Remittance Challenges – The Himalayan Times – Nepal’s No.1 English Daily Newspaper
KATHMANDU, APRIL 10
Nepal is a nation plagued by low income, poverty, rising unemployment and an unhealthy reliance on agriculture. According to the 2077/78 Economic Survey, about 66 percent of the population depends on agriculture, but this population is invisibly near-unemployed or seasonally unemployed.
While there is poverty and unemployment on the one hand, on the other there are employment opportunities aplenty in the global labor market, offering an attractive Rs 1,500 per day and around Rs 500,000 per year.
Remittances in the context of Nepal add up to a staggering contribution to Gross Domestic Product (GDP).
Increased remittances have contributed to absolute poverty reduction over the decades.
It also raised the standard of living of the people and contributed to the accumulation of wealth and foreign exchange reserves, solving the problem of unemployment while developing business and increasing government revenue. Considering the huge influx of funds, many issues, complexities and challenges have sunk to an extremely low level in the Nepalese society.
As Nepalis enter the external labor market, imports of goods increase and exports decrease, leading to huge trade deficits year after year. Remittances are used to import luxury goods or to invest in unproductive sectors, such as arable land. This has resulted in uncontrolled urbanization, service distribution problems, increased internal migration and higher consumption costs. In addition, social isolation, mental stress and suffering are no less trying. Even more painful is the tragic scenario of our migrant compatriots who find themselves in the statistics of 3 deaths per day on average.
Therefore, remittance income by itself cannot be a permanent solution to the nation’s sluggish economic growth.
And due to some of its long-term effects, it is advisable to transform the export-oriented labor force into an export-oriented commodity economy.

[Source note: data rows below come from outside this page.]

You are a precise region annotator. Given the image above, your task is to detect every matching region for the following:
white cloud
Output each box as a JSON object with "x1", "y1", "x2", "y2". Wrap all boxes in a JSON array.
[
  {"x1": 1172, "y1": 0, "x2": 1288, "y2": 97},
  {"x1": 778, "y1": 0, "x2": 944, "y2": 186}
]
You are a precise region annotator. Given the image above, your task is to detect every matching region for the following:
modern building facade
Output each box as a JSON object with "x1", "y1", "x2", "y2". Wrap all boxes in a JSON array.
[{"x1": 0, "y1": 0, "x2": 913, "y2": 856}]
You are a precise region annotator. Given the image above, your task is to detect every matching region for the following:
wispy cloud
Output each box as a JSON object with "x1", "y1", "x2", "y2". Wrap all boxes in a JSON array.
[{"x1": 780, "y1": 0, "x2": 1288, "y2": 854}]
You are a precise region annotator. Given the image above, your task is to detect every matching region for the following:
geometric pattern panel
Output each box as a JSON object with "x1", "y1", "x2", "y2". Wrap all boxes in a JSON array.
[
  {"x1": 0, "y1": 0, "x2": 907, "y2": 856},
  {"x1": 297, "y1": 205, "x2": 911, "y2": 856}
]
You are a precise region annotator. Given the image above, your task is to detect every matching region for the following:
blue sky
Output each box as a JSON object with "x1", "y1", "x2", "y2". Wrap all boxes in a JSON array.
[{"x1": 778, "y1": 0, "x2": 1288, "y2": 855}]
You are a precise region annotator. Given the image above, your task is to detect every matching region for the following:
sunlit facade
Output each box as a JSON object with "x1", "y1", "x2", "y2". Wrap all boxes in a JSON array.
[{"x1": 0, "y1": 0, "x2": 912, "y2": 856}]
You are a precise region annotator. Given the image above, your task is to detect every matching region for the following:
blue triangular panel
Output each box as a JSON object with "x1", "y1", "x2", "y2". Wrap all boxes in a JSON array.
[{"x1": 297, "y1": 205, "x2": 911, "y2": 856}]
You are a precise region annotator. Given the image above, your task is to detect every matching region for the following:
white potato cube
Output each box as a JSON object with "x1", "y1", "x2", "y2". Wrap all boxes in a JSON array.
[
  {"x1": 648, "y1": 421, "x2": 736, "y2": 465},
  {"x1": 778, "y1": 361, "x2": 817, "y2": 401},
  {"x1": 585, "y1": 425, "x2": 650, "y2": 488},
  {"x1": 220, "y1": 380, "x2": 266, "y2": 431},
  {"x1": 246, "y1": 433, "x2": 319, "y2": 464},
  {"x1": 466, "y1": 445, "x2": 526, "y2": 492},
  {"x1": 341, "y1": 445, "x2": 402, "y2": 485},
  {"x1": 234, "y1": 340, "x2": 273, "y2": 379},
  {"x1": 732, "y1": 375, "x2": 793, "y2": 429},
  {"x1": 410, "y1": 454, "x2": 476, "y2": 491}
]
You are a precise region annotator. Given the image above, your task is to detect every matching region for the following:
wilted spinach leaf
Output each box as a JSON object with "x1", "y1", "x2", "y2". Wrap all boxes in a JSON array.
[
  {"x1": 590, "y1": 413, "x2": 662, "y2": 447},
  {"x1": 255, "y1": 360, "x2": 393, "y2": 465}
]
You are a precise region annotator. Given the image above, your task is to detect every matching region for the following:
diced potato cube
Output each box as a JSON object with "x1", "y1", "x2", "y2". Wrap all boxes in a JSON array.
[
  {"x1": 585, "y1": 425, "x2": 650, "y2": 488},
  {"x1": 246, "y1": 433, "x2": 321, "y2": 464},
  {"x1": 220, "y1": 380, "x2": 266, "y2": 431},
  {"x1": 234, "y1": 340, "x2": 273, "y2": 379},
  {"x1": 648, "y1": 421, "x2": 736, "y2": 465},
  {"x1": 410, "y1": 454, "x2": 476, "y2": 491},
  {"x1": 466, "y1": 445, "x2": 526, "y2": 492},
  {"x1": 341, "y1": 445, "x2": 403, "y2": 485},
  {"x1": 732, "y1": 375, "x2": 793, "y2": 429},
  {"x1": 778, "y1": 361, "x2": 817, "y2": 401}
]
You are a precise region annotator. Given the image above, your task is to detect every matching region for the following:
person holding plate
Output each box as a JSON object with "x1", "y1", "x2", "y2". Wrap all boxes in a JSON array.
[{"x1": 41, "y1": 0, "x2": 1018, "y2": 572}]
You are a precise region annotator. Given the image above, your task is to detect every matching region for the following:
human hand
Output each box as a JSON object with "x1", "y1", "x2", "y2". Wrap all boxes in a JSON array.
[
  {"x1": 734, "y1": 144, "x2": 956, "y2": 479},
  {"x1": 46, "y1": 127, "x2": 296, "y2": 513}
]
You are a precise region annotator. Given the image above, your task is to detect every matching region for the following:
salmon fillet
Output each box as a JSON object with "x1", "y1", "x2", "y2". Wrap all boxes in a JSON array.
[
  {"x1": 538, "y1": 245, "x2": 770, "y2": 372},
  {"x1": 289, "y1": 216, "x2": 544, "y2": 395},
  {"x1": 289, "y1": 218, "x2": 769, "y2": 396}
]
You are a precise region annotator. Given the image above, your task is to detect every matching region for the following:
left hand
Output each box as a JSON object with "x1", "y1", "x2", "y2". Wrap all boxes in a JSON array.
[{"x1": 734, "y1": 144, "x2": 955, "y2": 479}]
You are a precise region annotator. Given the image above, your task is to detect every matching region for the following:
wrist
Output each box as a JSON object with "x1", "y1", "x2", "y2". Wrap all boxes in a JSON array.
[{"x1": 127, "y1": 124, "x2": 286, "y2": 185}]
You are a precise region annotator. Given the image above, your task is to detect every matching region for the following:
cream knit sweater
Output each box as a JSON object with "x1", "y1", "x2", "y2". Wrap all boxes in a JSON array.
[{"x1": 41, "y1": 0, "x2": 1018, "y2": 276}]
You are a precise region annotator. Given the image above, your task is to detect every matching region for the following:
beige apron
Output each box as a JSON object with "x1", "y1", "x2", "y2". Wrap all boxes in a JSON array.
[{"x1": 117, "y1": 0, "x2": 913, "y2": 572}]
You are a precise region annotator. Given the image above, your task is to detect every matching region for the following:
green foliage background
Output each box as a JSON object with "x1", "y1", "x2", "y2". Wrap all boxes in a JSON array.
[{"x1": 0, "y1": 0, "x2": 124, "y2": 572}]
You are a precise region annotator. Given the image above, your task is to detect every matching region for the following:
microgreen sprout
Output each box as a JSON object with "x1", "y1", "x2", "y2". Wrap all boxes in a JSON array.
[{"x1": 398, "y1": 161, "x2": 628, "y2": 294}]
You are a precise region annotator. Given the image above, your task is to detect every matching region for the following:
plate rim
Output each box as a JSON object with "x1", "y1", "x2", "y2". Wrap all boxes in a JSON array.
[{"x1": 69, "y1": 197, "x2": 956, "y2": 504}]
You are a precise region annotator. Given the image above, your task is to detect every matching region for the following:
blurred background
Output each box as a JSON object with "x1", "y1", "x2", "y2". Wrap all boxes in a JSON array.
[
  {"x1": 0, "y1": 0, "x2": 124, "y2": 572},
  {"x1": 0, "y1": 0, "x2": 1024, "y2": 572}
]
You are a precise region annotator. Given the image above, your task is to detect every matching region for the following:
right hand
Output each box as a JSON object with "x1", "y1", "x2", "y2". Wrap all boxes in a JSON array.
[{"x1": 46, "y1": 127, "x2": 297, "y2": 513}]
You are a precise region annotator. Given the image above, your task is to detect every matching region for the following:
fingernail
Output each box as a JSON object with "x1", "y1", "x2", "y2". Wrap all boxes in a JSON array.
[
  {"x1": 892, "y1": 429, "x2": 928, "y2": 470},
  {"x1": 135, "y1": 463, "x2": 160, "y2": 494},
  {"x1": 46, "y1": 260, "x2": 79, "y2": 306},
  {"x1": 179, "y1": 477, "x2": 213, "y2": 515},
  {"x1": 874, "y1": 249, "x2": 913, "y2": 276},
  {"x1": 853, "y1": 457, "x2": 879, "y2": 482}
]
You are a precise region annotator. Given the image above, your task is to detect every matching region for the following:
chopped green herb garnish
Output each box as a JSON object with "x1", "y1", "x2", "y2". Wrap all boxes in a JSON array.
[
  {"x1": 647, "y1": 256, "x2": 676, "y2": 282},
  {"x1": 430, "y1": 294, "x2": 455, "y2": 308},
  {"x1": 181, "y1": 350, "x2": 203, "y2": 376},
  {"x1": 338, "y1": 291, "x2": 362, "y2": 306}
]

For this, it is necessary to make maximum use of the four pillars of development, that is to say, land, labor, water and technology according to its capabilities.
Provision should be made for the scientific study and search of land for agricultural purposes, the establishment of cottage industries in rural areas, incentive programs for returnees from abroad and training opportunities to create an environment that allows them to use their skills at home. If a strategy is developed to harness the outsourced labor with water and technology, the product can be transformed from an import-driven economy to an export-driven economy, with a solid foundation for the national economy. It is high time to do our best to finally justify remittances.
A version of this article appears in the April 11, 2022 printing of The Himalayan Times.